Preparing New Ground: Education as Federal Policy in the Territories of the United States, 1867–1912
This paper analyzes education policies for US territories as exercises of federal power aimed at settling land claims, implementing labor policy, and arbitrating conflicts of power in colonial contexts. Educational and comparative historians and political economists have long sought to explain the weak federal role in US education and its enduringly decentralized system. Meanwhile, policy historians studying the state as "actor" argue that a decentralized state is not necessarily weak and have begun looking at education as a site of "strong" decentralized power. These literatures pay little attention to territories, however, where federal authority in education was strongest. Drawing on education provisions from all territorial and enabling acts, state constitutions, and revisions over 150 years, this paper traces shifts in such provisions for western territories organized during the late 19th and early 20th centuries.
In the US, federal authority in education derived from jurisdiction over territories, not states, and developed as a by-product of federal land policy. In the 1780s the US dedicated land appropriated from Native Americans to support schools and encourage (white) settlement in new territories. The first federal educational regulations established the terms upon which such lands would be sold and the proceeds distributed.
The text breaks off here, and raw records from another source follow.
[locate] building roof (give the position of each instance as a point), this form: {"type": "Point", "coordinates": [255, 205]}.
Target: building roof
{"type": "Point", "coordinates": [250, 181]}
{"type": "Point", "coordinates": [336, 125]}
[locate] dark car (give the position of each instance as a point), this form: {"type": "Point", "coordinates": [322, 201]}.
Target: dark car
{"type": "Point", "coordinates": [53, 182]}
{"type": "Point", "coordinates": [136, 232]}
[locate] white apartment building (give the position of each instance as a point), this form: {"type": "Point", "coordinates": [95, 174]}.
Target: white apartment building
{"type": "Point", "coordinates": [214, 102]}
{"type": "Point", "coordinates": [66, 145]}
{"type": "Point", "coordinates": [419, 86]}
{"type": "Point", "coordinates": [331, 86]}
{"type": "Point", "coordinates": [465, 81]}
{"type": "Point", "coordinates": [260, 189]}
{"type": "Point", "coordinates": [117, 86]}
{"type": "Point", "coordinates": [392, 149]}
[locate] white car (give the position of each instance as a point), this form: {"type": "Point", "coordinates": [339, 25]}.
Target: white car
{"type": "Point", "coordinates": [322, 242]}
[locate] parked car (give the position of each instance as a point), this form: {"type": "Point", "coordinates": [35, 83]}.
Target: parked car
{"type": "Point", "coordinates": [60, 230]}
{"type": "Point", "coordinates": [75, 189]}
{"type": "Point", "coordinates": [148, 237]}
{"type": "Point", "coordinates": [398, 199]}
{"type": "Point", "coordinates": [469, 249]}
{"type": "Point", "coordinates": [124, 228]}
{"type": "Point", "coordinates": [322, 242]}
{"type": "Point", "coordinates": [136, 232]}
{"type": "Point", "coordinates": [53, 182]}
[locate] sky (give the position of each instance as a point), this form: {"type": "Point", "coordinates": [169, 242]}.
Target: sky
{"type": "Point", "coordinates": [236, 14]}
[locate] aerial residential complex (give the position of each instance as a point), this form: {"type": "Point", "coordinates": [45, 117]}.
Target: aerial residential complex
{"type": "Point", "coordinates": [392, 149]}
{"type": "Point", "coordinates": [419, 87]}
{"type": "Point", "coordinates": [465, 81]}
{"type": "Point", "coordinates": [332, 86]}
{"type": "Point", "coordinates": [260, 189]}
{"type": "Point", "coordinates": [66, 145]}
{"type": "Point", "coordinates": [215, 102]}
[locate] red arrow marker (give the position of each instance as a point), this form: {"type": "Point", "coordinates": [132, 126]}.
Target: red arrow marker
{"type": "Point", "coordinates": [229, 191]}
The first effort to shape substantive provisions of education occurred in the 1880s, when Congress came close to establishing a national system of education. The nearly successful Blair Bill encompassed separate education provisions for territories and states, including distinctions of curriculum, purpose, control, and population. Similar distinctions followed for the Territories of Alaska, Hawaii, Oklahoma, Arizona, New Mexico, and Puerto Rico. Through such provisions, the federal government: justified and structured land appropriation and redistribution; distinguished colonized and colonizing populations; distinguished laborers from citizens; and designated qualified decision-makers.